Soon, Chainalysis started taking part in many of the high-profile investigations into blockchain-based fraud. It assisted US law enforcement in recovering more than $1 billion in monies linked to Silk Road, a well-known dark web market, and in tracking money that the North Korean hacking outfit Lazarus had stolen and laundered. The owner of Welcome to Video, the largest website in the world for content about child sexual assault, was made public in 2019 thanks to this. In a survey released earlier this year, Chainalysis claimed that although illicit cryptocurrency turnover hit a record-high of $14 billion in 2021, it only made up 0.15% of all crypto transactions.
With offices now established in Australia, Japan, Singapore, and South Korea, the Asia-Pacific area is where chainalysis is expanding the fastest. According to Gronager, the company’s continual growth—it currently has 850 employees—helps maintain its dominance because the more data it gathers, the better its products are, making it more difficult for competitors to catch up.
According to Gronager and his coworkers, they are fighting the good fight and that the business would gain credibility and expand if illicit usage of cryptocurrency were to be curbed. Not every crypto enthusiast concurs. According to Josh Olszewicz, head of research at Nashville-based Valkyrie Investments, some people “believe Chainalysis is the devil.” Some individuals “believe they are a necessary service.” He claims to view the business as a “net good” for cryptocurrencies.
Ver undoubtedly belongs to the first group. He says, “George Orwell would be pleased. The National Security Agency, or NSA, “might argue they are building trust in the internet because they are snooping on everyone,” said the author.
Such critique is disregarded by Gronager as “echoes of the anarchists from the early days.” He does, however, recognize the strength of Chainalysis’ software and claims that the corporation is careful about who governments it collaborates with. Although it has private-sector clients in Hong Kong, it does not conduct business with countries that have been sanctioned, such as Iran or Russia, and it does not cooperate with China. According to Gronager, it has an ethics committee that weighs in on cases it deems to be more complicated and occasionally consults with “US partners” in the public sector before determining which clients to accept.

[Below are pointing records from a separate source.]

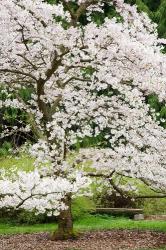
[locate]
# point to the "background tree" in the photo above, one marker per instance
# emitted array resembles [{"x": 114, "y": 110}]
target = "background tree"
[{"x": 86, "y": 79}]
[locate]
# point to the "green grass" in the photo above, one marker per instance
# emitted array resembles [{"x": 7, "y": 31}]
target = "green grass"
[
  {"x": 23, "y": 162},
  {"x": 87, "y": 224}
]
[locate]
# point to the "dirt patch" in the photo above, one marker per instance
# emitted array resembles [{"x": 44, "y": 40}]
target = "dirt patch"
[{"x": 99, "y": 240}]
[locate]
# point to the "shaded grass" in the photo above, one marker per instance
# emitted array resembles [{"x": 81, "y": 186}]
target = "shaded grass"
[
  {"x": 23, "y": 162},
  {"x": 87, "y": 224}
]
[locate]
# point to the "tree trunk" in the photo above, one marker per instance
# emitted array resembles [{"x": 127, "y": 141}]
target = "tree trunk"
[{"x": 65, "y": 223}]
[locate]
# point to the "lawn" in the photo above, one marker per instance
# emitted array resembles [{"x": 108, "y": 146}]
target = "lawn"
[{"x": 88, "y": 223}]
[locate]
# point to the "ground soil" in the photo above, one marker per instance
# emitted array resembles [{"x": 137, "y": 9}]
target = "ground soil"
[{"x": 99, "y": 240}]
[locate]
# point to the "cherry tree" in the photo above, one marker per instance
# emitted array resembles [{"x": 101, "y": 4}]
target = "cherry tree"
[{"x": 85, "y": 80}]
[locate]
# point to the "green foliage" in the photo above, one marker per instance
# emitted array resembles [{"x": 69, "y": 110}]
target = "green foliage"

People have a right to financial privacy, but technology shouldn’t be “warrant-proof,” according to FBI veteran Grigg of Chainalysis. However, others in the cryptocurrency community place a larger importance on designing networks with untraceable transactions. A team of programmers unveiled Monero, a cryptocurrency designed expressly to safeguard users’ privacy, in 2014. Monero seeks to be digital money, if Bitcoin and Ether are the cryptocurrency equivalent of publishing your credit card bill online.
Unsurprisingly, Monero is now frequently utilized for illegal purposes, including extortion and darknet markets. Two businesses were given contracts by the Internal Revenue Service in 2020 to develop a tool for breaking the Lightning Network and Monero, two crypto payment protocols, for up to $625,000 apiece. One of the winners was Chainalysis.
The business declined to comment on its level of success. Gronager, on the other hand, is less cautious. He claims that privacy coins are “not as anonymous as people imagine.” “Whatever you do, a pattern is left behind.”